Sam Phillips, born Jan. 5th, 1923, started the iconic company
Oct. 1949 signed lease for storefront property at Union & Marshall Avenues. 706 Union Ave. was the actual address
January 3rd, 1950 opened the doors for Memphis Recording Service.
Here’s the building as it looked in the mid 1950’s
The building as it looks currently
There was no real “Sun Record Company” until 1953. Up to that point Sam would record African-American artists who’s music spoke to him artistically.
Joe Hill Louis was one of the first. Sam printed about 300 copies and used his own name as the recod “Label”. It was released Aug. 30th, 1950. Sam soon found out that his experience as the head of a record label was lacking and resumed his services to record only.
Sam started recording artists like B.B. King and felt that the recordings were good enough to be released.So instead of putting them out himself, he leased the master recordings to present day R & B labels like R.P.M. / Modern & Chess records.
B.B. King’s first recording at the “Memphis Recording Service”
Here’s a look at both sides of the 78 R.P.M. (Revolutions Per Minute) record.
Many experts refer to “Rocket 88”, recorded at the Memphis Recording Service and leased out to Chess Records, is the first “Rock n’ Roll” record ever! It was released on the Chess label Mar. 5th, 1951.
Jackie Brenston and his Delta Cats was the act billed on the record.
Jackie however, was the singer in the band and cousin to the real band leader, Ike Turner. Jackie’s name was used because HE was the singer on the disc.
Next to appear on Sam’s screen is Chester Burnett, a.k.a Howlin Wolf
Wolf’s music was leased out as well, to the Chess brothers in Chicago.
Walter Horton or “Little” Walter then came on the scene to record for Sam.
Finally, Sun Records is born in 1953 making their first official releases.
Rufus Thomas, who later found fame at Stax Records in the 1960’s (also out of Memphis), had Sun’s first national charted hit single!
The song was “Bear Cat” an “answer song” written by Sam Phillips, to “Hound Dog” by Big Mama Thorton.
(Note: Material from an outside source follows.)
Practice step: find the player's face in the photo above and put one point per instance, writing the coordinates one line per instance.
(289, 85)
Sam was later sued by Jerry Leiber & Mike Stoller the writter’s of Big Mama’s song.
“Little” Junior Parker and his Blue Flames were next.
Then, in a search for a “White” artist who could sing with an authentic “Black” feel, not just covering such songs, Elvis Presley comes along.
Carl Perkins who wrote and sang the original No. 1 version of “Blue Suede Shoes”.
Next was Roy Orbison
Rock n’ Roll’s original “Wild Child”, Mr. Jerry Lee Lewis.
In December of 1956 after Presley’s contract was sold to R.C.A. Victor, the Million Dollar Quartet Sessions happened.
Harold Jenkins a.k.a Conway Twitty recorded for Sam but no records were ever released until the 1980’s
Another piano player recorded for Sam. His name is Charlie Rich.
In 2000, I played at the Rockabilly Hall Of Fame in Jackson, TN. My show got reviewed on the front page of the local paper which, after meeting Sam, I gladly gave him a copy though he said he’d already seen it.
In 1969, Mercury Records label producer Shelby Singleton purchased the Sun label from Phillips. Both are pictured here.
Through Mr. Singleton’s efforts Sun is still an independently owned label.
In the end, all anyone can say is “Thank You Mr. Sam Phillips”!